Tuesday, August 08, 2006

A long day's journey on and off the beaten path


A certain mountain climbing episode, not successful by the usual standards, was the seed of a post last december. In that post I said the peak is not always the high point of the climb. Nice try. It certainly isn't the high point if you don't reach it.

My son the outdoor adventurer and trepid yours truly returned to scale Mt Washington, as vowed. Knowing my haphazard taste in equipment, junior pointed me to a few good purchases and talked me out of about five pounds of unnecessay gear. What a difference seven months can make. No snow, sunny, 20 MPH winds at the summit and temperatures in the mid 50s. That is about as good as hiking weather gets. We got up at 4:30, drove to up to the white mountains and made a day hike of it. This time we reached the peak with barely a stop, doing the 4200 foot climb in about five hours. There were a few hikers who appeared to be doing the whole hike at a running pace. We made it up and back down before sunset.

Lots of people trudged up that day. I wonder if they are all as sore as I am.



Most of the crowd at the summit don't do "sore", they drive up the road to the peak. The people who consider "lawn chair" an outdoor activity will not be there on our next hike because the road closes once it snows.



Tuckerman's ravine is a relatively sheer walled box canyon with a severely exposed trail snaking up the sidewall. Water runs across the trail in places making the footing a bit more treacherous. This trail closes in the winter too, when avalanches sweep down from the rim and the trail becomes an ice climbing challenge. But its gorgeous. You have to make yourself look up from your attention to where you put your feet because every few hundred yards, it looks like a different place.

It was a much longer day than the sum of six hours of driving and seven or eight of hiking with other chores and people moving, about 20 hours of constant motion and eight hours of sleep in two days. I had to either recuperate or post...hence the delay in this posting. Yesterday, I could not keep my eyes open at work nor take stairs without some pain. Looking back at the trails I've traveled, I'd do it all again in a heartbeat.



Travelogue completed. Sermon optional

I do not know of a major religion that is without sayings, imagery, allegorical tales or key myths that involve going to or being on mountains. A favorite metaphor of those who strive for ecumenical and interfaith outreach is of climbers on a mountain so vast that its scattered foothills have very different climates. Believing their senses, the climbers are led to describe seemingly discordant experiences and preparations, but those who reach the top are all in the same place and know it. Nice thought. A bit to the left of and, IMO, well above nearly all western religious thinking are certain thoughts of Krishnamurti. Even he relies on the geography of mountains to depict his sense of which way is spiritual up. One thing he did say was that Truth is a pathless land. There is a place on Mt Washington where this expression can be visualized.

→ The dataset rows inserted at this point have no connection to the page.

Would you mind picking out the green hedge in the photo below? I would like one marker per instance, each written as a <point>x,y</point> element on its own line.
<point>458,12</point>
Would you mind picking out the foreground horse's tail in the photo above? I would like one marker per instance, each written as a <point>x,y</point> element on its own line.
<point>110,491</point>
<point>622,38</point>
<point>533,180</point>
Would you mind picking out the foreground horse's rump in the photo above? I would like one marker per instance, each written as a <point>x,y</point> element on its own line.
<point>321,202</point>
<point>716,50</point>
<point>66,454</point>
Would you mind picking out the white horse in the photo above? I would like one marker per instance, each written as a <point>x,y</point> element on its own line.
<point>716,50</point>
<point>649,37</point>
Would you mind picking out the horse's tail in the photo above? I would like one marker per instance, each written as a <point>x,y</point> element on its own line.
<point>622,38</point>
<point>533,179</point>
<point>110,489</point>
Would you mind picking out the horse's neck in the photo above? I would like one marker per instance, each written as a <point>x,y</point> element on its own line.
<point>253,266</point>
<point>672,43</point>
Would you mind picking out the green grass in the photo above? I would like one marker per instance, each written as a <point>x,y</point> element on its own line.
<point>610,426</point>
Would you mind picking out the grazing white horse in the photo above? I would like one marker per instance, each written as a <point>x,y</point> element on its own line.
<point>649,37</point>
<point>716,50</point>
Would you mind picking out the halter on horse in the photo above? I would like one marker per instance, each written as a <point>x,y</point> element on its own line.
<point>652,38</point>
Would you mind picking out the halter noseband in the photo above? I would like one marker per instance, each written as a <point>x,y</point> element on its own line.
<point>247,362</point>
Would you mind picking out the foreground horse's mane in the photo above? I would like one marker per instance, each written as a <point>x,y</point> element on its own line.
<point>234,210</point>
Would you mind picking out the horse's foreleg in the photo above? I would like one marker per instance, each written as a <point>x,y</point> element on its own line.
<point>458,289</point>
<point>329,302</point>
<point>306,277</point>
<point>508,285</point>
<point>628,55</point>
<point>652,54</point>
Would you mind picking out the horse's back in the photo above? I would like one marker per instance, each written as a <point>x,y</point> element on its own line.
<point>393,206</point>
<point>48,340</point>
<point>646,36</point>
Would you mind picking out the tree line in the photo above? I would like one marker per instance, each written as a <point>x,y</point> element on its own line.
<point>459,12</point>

There is nothing but a tumble of jagged lichen encrusted rock. There is perhaps the idea of a trail poorly suggested by cairns and painted blazes which do not stick as well nor look visually distinct from the lichen. More subtle than cairns or paint, the scratches made by the tips of trekking poles show where the most people have gone. But you see climbers bounding or painfully creeping well off the "trail" and actually all over the rock pile, each making a progress satisfactory for reaching or departing the summit. The summit, now that I have been there, still isn't the high point of the hike.

4 comments:

The Editor said...

I wonder what Truth is... I feel I am hopelsessly far from casting my beady little eyes upon "it"...

Nice travelog.

GreenSmile said...

My suspicion is that more often than not, Gerry, the truth is like a rock you sit on to rest, or climb over to gain another few feet in your quest. The mountain is made of rocks, you barely notice them. They aren't "high concepts" like the mountain or its summit yet they are the stuff of which all those concepts are composed.

Don't you wonder at the strangeness of it all: how would there be any such thing as truth and yet it would never be near us? It is all in the view and it is the viewer that gets in the way...thats me talking.

Amy said...

The people who consider "lawn chair" an outdoor activity will not be there on our next hike because the road closes once it snows.

That guy was so obviously trying to live the car commercial.

PS: Your son is a well-turned lad, isn't he? ;)

Anonymous said...

What great post... and a fun trip, I dare say.

As for truth? Hah! I know it when I see it... I think. I saw a snipet of truth zipping by the ridge behind my house a few days ago, I think, or I thought. Alas, after blinking to adjust my eyes? -damn thing was gone. Probably UNDER one of those rocks right now, sneaky little bastard.